Start strict, then loosen. The cost of asking for too much data is some customers abandoning checkout; the cost of asking for too little is fraud chargebacks and missed AVS matches. For most merchants, Address, City, Zipcode, State, and CVV should all be Required — these give you the strongest verification at the lowest cost in friction. Country, Company, Phone, and Email can usually be left optional (Displayed but not Required) unless you have a business reason to mandate them. The Shipping Information block is only relevant if you actually ship goods. If you’re a service business, restaurant, or anything else where there’s no physical delivery, leave the shipping fields unchecked entirely and the shipping block won’t add any friction to checkout. Conversely, if you ship to a different address than the cardholder’s billing address frequently, requiring Name on the shipping side keeps your fulfillment data clean. Use Merchant Defined Fields when you need to capture business-specific data alongside every transaction — invoice numbers, customer references, table numbers, route IDs — without forcing those onto the standard address fields.
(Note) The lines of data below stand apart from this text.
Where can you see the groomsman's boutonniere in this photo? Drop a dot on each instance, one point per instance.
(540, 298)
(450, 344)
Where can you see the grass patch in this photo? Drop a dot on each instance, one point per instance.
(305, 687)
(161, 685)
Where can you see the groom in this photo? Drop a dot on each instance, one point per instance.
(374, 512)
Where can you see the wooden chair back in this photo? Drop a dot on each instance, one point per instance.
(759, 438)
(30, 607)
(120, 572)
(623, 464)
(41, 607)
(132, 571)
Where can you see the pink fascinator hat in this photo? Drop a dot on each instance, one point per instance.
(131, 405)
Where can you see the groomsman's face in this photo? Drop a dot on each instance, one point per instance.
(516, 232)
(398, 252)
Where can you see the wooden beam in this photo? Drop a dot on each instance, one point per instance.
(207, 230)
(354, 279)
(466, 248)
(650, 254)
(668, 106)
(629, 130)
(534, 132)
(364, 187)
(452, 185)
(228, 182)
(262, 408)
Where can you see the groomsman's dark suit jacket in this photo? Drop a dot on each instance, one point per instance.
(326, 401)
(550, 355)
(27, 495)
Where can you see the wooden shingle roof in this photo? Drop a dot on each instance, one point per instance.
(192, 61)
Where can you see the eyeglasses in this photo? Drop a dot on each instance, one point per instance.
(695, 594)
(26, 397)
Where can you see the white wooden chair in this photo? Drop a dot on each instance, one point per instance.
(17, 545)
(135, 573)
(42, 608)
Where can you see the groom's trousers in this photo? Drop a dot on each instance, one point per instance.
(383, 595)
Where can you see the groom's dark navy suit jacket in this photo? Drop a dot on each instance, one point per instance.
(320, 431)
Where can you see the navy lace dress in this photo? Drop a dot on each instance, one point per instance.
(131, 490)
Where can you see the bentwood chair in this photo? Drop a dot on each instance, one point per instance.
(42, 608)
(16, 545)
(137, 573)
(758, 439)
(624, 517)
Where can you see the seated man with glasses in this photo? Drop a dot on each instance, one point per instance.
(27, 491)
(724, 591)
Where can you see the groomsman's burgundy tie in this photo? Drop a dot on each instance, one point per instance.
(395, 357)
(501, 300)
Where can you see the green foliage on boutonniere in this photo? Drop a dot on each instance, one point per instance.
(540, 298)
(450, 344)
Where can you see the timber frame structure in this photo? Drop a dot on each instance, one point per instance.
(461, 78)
Remember that defining a field in Terminal Settings → Defined Fields only puts it in the catalog; you have to check Displayed here to actually surface it on your payment forms. If a custom field never shows up at point of sale, this is the first place to check. The line between Required and Displayed is the most important distinction on this page. Marking something Displayed but not Required is a strong default — it gives the payer the chance to enter the data without blocking checkout if they choose not to. Marking it Required is a hard gate. Marking it neither removes it from the form entirely. Use Required sparingly; over-requiring is the leading driver of cart abandonment on payment forms. Finally, settings here are per-merchant. If you operate multiple merchants and want the same security profile across all of them, you’ll need to configure each merchant individually. Switch merchants in the top-left “Your Merchant Accounts” picker and repeat. There’s no copy-from-merchant shortcut on this page (unlike the Copy Permissions from Another Employee option in User Management).